7月6日(日本時間7日、日付は以下同)に幕を開けた今年のNBAファイナルは、フェニックス・サンズがミルウォーキー・バックスにホームで2連勝を飾り、初優勝まであと2勝とした。

 バックスでは大黒柱のヤニス・アデトクンボが左ヒザの過伸展から懸命なリハビリの末に初戦から戦列復帰。第1戦で20得点、17リバウンド、4アシスト、2スティール。第2戦では第3クォーターだけで20得点をあげ、ゲームハイの42得点に12リバウンド、4アシスト、3ブロックと驚異的な活躍を見せた。

 アデトクンボは上記のケガでアトランタ・ホークスとのカンファレンス・ファイナル第5、6戦を欠場したものの、今プレーオフで10度目となる30得点、10リバウンド以上を叩き出しており、これは歴代3位タイという快記録だ。

 今後もこの記録を伸ばすことができれば、2位にいる1962年のエルジン・ベイラー(元ロサンゼルス・レイカーズ/12度)、1位に君臨する2000年のシャキール・オニール(元レイカーズほか/13度)に近づくことができるかもしれない。

 とはいえ、アデトクンボが大量得点を奪っても、チームは2連敗。

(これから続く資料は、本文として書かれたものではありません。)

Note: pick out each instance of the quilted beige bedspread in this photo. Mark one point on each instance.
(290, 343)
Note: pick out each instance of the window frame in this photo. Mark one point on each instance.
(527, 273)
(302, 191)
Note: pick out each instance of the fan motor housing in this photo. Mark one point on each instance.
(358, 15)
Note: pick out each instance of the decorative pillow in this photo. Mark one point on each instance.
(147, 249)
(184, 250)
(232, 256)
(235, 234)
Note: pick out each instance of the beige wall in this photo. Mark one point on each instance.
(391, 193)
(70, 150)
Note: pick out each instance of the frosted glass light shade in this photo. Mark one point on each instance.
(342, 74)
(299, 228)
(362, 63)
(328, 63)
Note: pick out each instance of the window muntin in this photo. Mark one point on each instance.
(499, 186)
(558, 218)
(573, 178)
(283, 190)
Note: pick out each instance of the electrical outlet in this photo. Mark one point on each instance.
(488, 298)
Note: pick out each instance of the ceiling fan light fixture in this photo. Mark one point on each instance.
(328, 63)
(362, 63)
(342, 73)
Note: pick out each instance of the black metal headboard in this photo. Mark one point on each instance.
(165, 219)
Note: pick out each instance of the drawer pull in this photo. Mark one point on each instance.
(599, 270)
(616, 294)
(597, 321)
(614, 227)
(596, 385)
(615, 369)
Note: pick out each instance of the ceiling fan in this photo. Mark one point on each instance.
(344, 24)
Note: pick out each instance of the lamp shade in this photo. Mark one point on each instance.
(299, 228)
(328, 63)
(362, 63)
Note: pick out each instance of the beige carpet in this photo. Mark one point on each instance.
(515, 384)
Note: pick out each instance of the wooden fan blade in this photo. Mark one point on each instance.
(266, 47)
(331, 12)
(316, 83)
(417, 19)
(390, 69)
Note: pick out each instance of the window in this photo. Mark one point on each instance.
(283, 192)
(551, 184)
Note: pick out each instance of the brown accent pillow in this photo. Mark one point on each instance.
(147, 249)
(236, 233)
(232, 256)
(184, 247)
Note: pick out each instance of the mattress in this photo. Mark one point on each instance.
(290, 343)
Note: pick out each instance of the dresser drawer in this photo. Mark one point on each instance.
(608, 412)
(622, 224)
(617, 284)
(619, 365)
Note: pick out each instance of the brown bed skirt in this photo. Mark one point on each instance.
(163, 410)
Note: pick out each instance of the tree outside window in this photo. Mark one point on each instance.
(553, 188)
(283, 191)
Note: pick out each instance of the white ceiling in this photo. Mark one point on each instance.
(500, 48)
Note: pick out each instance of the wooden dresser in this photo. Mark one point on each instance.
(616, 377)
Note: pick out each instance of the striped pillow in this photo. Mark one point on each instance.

初戦で29得点を奪ったクリス・ミドルトンは第2戦でフィールドゴール31.3%(5/16)の11得点に終わり、ドリュー・ホリデーは2試合でフィールドゴール31.4%(11/35)、3ポイント14.3%(1/7)と苦しんでいる。

 11日に行なわれるシリーズ第3戦はバックスのホーム、ファイサーブ・フォーラムで開催される。次戦を迎えるにあたって、アデトクンボはホリデーへメッセージを送っている。
 「彼と会話の場を持ち、アグレッシブになれと話していく。アグレッシブさを持ち続けなければ自分のリズムを掴めないからね。これはNBAファイナルなんだ。2万もの人たちがブーイングしてくるんだから難しいことさ」

「最終的に、これは俺や彼の問題でもない。クリスでもなければ、コーチでもない。チーム全員の問題なんだ。誰かが12投中3本成功に終わることだってある。そうなればリバウンドを奪い、スティールするなどチームの勝利を助けるために何かほかのことをしなきゃいけない。それが今最も大事なことであり、彼もそのことは十分分かっている」(アデトクンボ)

 シュートタッチに苦しむホリデーだが、第2戦ではディアンドレ・エイトンのショットを見事に封じ、ジャンプボールまで持ち込むなどフィジカルの強さを押し出した粘り強いディフェンスは大舞台でも健在だ。

「最も必要とする時、彼はそこにいてくれると分かっているから、心配していない。彼は優れた選手で、シーズンを通して最高のプレーをしてきた。彼ならチームのために素晴らしいプレーを見せてくれるさ」とアデトクンボのホリデーに対する信頼は厚い。

 第3戦以降の復調を目指すホリデーは、第2戦後に「僕らはオープンショットを打つ機会がたくさんあったのに決められなかった。僕としても、普段なら決めているレイアップをいくつか落としてしまった。打った瞬間はいい感触だったんだけどね」と振り返っていた。

 0勝2敗で迎える第3戦は、バックスにとっては絶対に負けられない一戦。ミドルトンとホリデーがシュートスランプから脱却し、アデトクンボの負担を軽減できるかが、勝利を掴むための大きなポイントとなりそうだ。